1.2. Our Contribution

The whole overview of the review is depicted in the form of a road map in Figure 3. This paper presents an integrated industrial reference architecture for smart healthcare systems in the Internet of Things with the following objectives:

• We reviewed nine standard IoT architectures, key challenges of these IoT Architectures, and various IoT applications.
• The IoT World Forum (IWF) reference architecture is the most suitable model for the effortless development for any IoT application after performing a comprehensive analysis on these IoT architectures with pros and cons.
• We have designed a Smart Healthcare Reference Architecture (SHRA) based on IWF Architecture and present a detailed analysis on the substantial challenges of SHRA.
• Finally, we present the significance of smart healthcare during the COVID-19 pandemic with up-to-date statistical analysis.

2. Flow of Systematic Investigation

In this section, we present the detailed flow of our systematic investigation in six phases, as depicted in Figure 4.

2.1. Formulation of Research Questions

The present survey is intended to address and justifies the following four research questions (RQs).

RQ1: What is the most suitable IoT architecture for designing any IoT application?

RQ2: How can one design a reference architecture for smart healthcare applications using the appropriate standard IoT architecture?

RQ3: What are the challenges in designing and developing any smart healthcare application?

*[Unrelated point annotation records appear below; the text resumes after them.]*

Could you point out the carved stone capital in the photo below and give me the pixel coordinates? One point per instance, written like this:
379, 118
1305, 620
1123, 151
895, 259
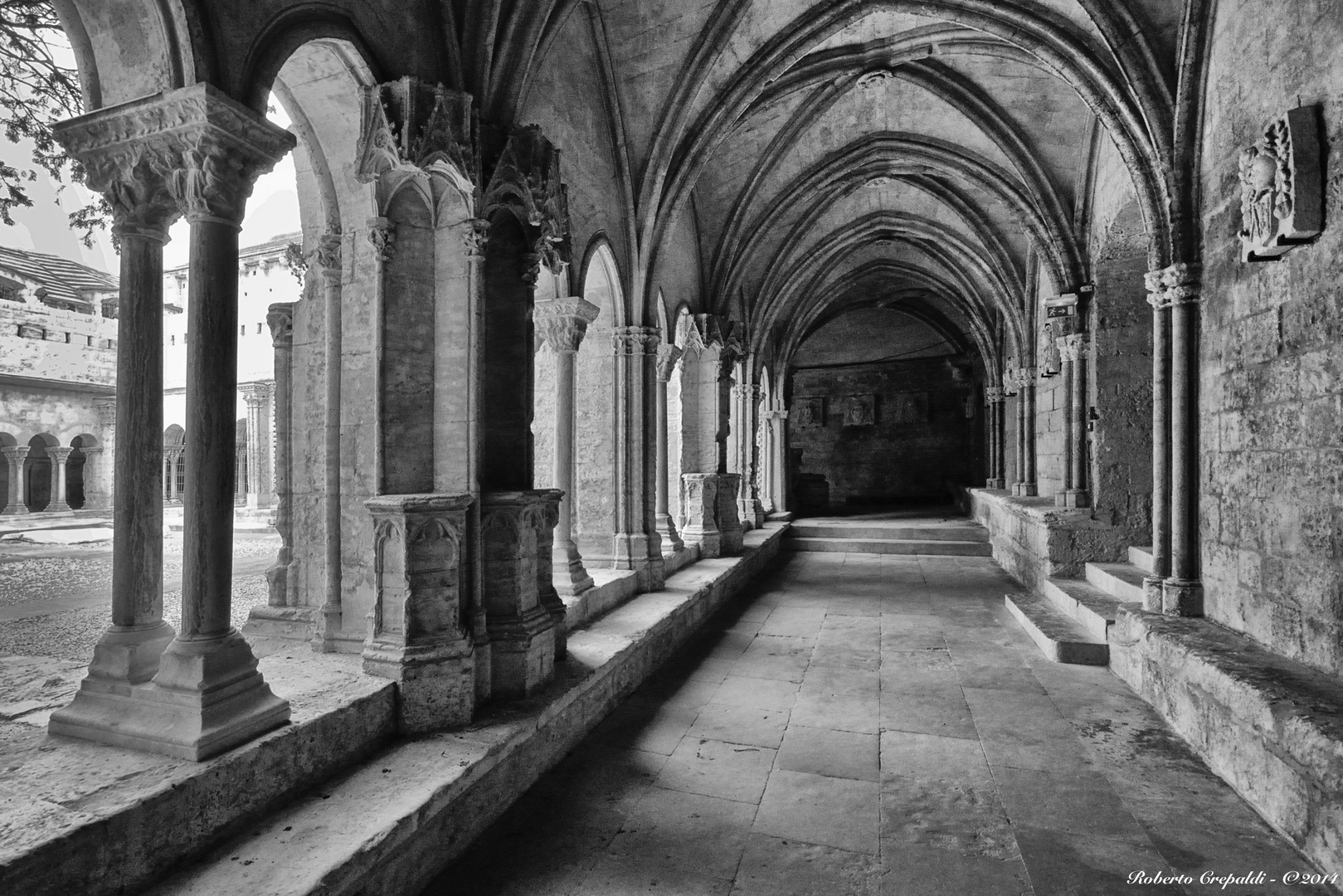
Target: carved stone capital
191, 151
382, 234
475, 236
410, 125
668, 356
1182, 284
635, 340
17, 455
257, 394
560, 323
280, 317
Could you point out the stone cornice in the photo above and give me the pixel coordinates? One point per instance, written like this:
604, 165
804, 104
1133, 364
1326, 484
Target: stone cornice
280, 319
191, 151
562, 323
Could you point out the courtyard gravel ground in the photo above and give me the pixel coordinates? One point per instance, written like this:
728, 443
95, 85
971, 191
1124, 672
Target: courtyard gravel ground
71, 635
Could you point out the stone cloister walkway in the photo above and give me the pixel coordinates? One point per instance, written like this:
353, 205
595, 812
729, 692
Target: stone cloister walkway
874, 724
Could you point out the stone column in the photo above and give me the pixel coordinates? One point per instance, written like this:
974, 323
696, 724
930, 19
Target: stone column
1154, 582
668, 356
106, 464
280, 319
474, 238
1182, 592
698, 503
521, 626
260, 473
126, 152
1025, 484
416, 635
560, 325
60, 484
1073, 351
15, 457
207, 694
994, 398
634, 349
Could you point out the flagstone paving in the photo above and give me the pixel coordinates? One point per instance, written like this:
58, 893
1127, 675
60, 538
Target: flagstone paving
874, 724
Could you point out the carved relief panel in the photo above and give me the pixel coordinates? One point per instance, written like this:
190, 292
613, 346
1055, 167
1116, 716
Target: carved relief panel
1282, 187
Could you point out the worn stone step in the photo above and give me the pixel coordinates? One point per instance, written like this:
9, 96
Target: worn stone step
1058, 637
1084, 602
965, 533
1121, 581
1141, 558
889, 546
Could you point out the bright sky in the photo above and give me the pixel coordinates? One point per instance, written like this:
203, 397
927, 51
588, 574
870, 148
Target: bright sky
271, 210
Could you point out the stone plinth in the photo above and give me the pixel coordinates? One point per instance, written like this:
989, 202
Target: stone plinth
418, 637
729, 523
698, 504
516, 531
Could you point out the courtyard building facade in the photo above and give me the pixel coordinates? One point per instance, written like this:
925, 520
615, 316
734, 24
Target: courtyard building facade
603, 308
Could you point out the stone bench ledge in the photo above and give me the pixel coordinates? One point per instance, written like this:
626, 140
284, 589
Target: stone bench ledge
1268, 726
388, 825
80, 817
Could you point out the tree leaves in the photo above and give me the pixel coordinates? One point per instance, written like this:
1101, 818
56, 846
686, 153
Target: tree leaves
36, 89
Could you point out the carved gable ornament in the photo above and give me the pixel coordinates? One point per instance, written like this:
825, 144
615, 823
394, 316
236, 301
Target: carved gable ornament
1282, 187
410, 127
527, 182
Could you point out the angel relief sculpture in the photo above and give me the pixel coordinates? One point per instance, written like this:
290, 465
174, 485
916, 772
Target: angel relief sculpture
1282, 197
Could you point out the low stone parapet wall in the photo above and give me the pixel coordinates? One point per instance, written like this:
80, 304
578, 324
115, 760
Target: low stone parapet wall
1034, 540
78, 817
1269, 727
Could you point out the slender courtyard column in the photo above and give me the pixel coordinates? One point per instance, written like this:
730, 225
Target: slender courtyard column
108, 421
1182, 592
208, 670
207, 694
560, 325
60, 483
280, 319
668, 356
1073, 351
119, 149
13, 501
1154, 583
994, 401
260, 473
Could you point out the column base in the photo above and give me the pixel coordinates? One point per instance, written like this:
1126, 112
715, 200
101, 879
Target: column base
570, 577
206, 699
631, 551
290, 624
1072, 499
670, 538
1152, 589
709, 543
436, 687
1182, 598
523, 653
746, 514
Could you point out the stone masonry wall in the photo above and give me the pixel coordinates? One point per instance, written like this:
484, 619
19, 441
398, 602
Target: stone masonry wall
1271, 405
898, 457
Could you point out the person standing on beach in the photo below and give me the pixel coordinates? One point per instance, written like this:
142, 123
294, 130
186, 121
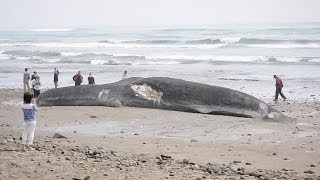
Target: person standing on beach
78, 79
124, 76
28, 109
279, 86
26, 79
36, 86
91, 79
55, 77
34, 75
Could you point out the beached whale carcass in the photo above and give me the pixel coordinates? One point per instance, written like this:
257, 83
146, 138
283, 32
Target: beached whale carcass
163, 93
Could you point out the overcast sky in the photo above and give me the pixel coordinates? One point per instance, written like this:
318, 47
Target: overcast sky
100, 13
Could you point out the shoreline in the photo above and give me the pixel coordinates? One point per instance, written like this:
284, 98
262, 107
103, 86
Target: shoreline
138, 143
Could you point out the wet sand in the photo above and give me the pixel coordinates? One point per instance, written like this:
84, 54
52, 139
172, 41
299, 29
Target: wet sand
137, 143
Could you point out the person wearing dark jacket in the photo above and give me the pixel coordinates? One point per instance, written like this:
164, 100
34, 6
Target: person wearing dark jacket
78, 79
91, 79
279, 86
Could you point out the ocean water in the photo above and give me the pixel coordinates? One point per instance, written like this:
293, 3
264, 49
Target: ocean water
241, 57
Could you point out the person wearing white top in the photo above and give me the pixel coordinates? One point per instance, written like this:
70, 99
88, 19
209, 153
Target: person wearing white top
28, 110
36, 86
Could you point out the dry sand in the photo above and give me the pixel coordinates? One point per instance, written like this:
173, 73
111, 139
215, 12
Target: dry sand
137, 143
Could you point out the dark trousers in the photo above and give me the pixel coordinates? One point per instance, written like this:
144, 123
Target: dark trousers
279, 91
36, 93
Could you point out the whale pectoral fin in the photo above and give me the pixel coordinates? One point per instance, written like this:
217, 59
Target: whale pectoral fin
203, 110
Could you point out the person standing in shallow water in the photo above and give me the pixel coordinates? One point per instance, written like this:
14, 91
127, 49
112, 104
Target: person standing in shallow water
279, 86
91, 79
78, 79
26, 79
55, 77
124, 76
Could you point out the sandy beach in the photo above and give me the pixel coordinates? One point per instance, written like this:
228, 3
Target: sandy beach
138, 143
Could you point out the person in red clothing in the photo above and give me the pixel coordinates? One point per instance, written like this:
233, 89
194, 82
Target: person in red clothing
279, 86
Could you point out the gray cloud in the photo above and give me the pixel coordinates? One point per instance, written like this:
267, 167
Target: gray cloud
99, 13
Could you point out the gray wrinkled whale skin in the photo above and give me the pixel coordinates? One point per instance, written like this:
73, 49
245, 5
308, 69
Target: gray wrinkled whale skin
163, 93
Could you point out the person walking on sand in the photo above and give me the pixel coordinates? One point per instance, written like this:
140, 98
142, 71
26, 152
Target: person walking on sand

RQ4: What are the approaches for avoiding IoT architectural challenges?

2.2. Development of Research Plan/Protocol

For addressing RQ1, the standard IoT architectures needed to be studied while analyzing the advantages and disadvantages each architecture. Among them, the most suitable architecture was selected for designing the smart application. The review protocol for RQ2 was to define the layered architecture using the selected standard architecture. The functionalities of each layer must be described in detail. RQ3 can be addressed by identifying the challenges in designing the IoT applications. The countermeasures for the identified challenges were examined during the exploration of RQ4.

2.3. Literature Search and Survey Based on Plan

The relevant literature was selected and studied based the research protocol. The existing works in the literature are discussed for each RQ. The protocol was designed using the PRISMA approach for identifying and screening the resources. Developing a smart healthcare reference architecture and discussing the challenges and countermeasures in designing such a reference architecture in IoT environments are the significant elements behind the protocol of our review.

2.4. Identifying Potential Limitations

RQ3 identified the limitations in implementing the real-time IoT applications. The existing literature that address each limitation was reviewed. This phase can be called an extension of literature research. The limitations need to be discussed from the set of significant references which were screened using PRISMA method.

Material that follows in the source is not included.